C’è un portiere sul poster di Russia 2018

E non è un caso. Ma non c'entra solo Yashin.

Martedì 28 novembre la Fifa ha svelato il poster ufficiale dei prossimi Mondiali in Russia. È stato realizzato dall’artista Igor Gurovich (fa parte del gruppo Ostengruppe), è ispirato a un’estetica sovietica e raffigura, naturalmente, Lev Yashin. Il Ragno Nero è, ancora oggi, l’unico portiere ad aver mai vinto il Pallone d’oro, e nella sua carriera calcistica (è stato anche un giocatore professionista di hockey su ghiaccio) ha vinto un Europeo, nel 1960, e una Olimpiade, nel 1956.

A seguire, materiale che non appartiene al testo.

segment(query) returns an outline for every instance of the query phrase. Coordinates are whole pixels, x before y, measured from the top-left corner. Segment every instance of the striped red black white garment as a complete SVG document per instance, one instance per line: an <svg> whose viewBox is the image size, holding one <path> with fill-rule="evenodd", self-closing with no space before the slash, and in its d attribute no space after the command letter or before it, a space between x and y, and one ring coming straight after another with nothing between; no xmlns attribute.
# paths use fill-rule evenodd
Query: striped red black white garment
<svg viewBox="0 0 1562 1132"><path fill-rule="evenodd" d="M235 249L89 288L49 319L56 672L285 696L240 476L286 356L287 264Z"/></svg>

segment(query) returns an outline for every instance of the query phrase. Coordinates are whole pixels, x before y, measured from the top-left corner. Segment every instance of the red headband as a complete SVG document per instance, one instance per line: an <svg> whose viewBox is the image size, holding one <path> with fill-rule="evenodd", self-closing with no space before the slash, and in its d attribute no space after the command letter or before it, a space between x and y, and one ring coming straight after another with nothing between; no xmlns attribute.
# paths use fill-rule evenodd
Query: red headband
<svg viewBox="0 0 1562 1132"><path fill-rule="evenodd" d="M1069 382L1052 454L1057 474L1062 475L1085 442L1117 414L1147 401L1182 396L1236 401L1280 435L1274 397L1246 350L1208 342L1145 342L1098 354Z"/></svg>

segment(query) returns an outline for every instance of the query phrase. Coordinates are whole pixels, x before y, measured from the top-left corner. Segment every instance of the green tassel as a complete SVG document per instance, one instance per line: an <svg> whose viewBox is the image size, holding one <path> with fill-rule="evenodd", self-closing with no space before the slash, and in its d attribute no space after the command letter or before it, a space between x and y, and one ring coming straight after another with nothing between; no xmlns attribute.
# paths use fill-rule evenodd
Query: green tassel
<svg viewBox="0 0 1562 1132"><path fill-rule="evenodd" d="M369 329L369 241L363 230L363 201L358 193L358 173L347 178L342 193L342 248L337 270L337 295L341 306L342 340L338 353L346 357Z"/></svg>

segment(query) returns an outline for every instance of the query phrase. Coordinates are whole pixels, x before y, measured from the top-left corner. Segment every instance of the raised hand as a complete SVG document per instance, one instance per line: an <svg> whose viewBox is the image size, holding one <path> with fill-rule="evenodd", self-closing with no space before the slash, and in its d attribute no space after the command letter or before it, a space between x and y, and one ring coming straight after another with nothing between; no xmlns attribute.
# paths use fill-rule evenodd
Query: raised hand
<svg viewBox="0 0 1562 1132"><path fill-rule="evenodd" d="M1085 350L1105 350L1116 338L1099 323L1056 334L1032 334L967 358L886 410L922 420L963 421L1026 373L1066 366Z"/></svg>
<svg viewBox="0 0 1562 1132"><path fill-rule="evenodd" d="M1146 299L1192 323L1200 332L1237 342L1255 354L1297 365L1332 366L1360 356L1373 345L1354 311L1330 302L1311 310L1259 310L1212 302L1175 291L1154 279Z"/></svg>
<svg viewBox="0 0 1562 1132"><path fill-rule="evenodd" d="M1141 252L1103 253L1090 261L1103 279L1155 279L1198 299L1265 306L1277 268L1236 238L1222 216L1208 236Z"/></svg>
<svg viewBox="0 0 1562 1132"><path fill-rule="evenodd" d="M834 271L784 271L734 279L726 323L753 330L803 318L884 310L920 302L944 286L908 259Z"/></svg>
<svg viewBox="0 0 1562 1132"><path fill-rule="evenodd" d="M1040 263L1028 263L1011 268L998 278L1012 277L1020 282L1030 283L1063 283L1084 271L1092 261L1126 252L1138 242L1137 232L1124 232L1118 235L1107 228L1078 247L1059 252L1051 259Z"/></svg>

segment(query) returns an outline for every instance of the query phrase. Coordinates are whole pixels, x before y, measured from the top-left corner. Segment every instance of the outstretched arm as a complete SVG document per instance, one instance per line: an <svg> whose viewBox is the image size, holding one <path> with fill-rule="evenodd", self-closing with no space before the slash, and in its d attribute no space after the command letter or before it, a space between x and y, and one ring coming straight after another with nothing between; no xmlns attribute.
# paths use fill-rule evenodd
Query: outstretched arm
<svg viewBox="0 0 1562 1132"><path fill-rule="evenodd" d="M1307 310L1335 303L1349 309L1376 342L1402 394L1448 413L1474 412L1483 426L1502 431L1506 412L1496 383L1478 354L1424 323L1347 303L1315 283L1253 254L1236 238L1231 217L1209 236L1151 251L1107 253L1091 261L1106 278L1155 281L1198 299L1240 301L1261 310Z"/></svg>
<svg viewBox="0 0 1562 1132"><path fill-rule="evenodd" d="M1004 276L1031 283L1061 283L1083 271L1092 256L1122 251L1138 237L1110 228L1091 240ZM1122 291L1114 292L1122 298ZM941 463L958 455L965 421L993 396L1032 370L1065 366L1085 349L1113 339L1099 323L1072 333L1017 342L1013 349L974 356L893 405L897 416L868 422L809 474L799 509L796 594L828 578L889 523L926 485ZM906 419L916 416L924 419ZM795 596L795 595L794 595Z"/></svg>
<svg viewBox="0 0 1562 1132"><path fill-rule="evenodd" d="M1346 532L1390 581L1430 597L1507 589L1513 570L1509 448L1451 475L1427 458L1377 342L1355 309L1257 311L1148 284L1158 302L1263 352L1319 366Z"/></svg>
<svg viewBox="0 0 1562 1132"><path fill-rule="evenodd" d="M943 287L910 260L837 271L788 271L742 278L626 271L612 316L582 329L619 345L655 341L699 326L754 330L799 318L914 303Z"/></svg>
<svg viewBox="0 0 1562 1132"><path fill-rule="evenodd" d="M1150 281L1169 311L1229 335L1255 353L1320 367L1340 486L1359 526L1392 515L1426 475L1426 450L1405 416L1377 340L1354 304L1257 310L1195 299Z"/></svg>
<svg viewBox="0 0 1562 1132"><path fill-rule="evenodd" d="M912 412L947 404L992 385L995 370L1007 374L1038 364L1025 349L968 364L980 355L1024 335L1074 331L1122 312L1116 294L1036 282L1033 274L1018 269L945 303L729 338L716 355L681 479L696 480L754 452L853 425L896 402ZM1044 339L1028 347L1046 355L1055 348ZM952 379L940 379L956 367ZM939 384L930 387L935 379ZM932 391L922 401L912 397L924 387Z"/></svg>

Yashin giocò quattro edizioni del Mondiale, dal 1958 al 1970, e tuttavia il legame tra i portieri e la Russia, o, ancora prima, l’Unione Sovietica, è profondo e unico, differente da quello degli altri Paesi del mondo, e va anche oltre i record dell’ex numero uno della Dinamo Mosca. Ne parla Jonathan Wilson – giornalista del Guardian, fondatore di The Blizzard, scrittore, già firma di Undici – in The Outsider, libro edito da Orion nel 2012 (per l’Italia, Isbn Edizioni, traduzione di Gabriele Atripaldi) e dedicato alla storia, simbologia ed evoluzione del ruolo del portiere.

Shoots And Scores

Nell’Unione Sovietica bolscevica, spiega Wilson, il portiere era una figura estremamente popolare tra i diversi ruoli in campo. Nel 1937 venne messo in scena un musical intitolato Vrtar, che ebbe un enorme successo di pubblico. Raccontava la storia di Anton Kandidov, un ragazzo, proletario, il cui mestiere era quello di ammassare angurie sul rimorchio di un carro. Notato da un, diremmo oggi, talent scout mentre maneggiava con mani e braccia i pesanti frutti, Kandidov venne messo sotto contratto da una squadra di calcio, andando incontro a enormi fortune. Dieci anni prima, nel 1927, lo scrittore Yuri Olesha pubblicò il romanzo Zavist, in cui l’eroico portiere Volodya Makarov salva con svariate prodezze l’intera squadra dall’individualista attaccante tedesco Getzke, il cui unico obiettivo era bombardare di tiri la squadra russa.

Infine, era un portiere anche il russo (decisamente poco sovietico) Vladimir Nabokov, che nella sua autobiografia Parla, ricordo (Adelphi) scrive: «È l’aquila solitaria, l’uomo del mistero, il difensore estremo. I fotografi, piegando con reverenza un ginocchio, gli scattano un’istantanea nell’attimo in cui lui si tuffa davanti alla porta deviando con la punta delle dita un fulmineo tiro rasoterra, e lo stadio ruggisce d’approvazione mentre lui resta lungo disteso per qualche istante nel punto in cui è caduto, la porta ancora inviolata».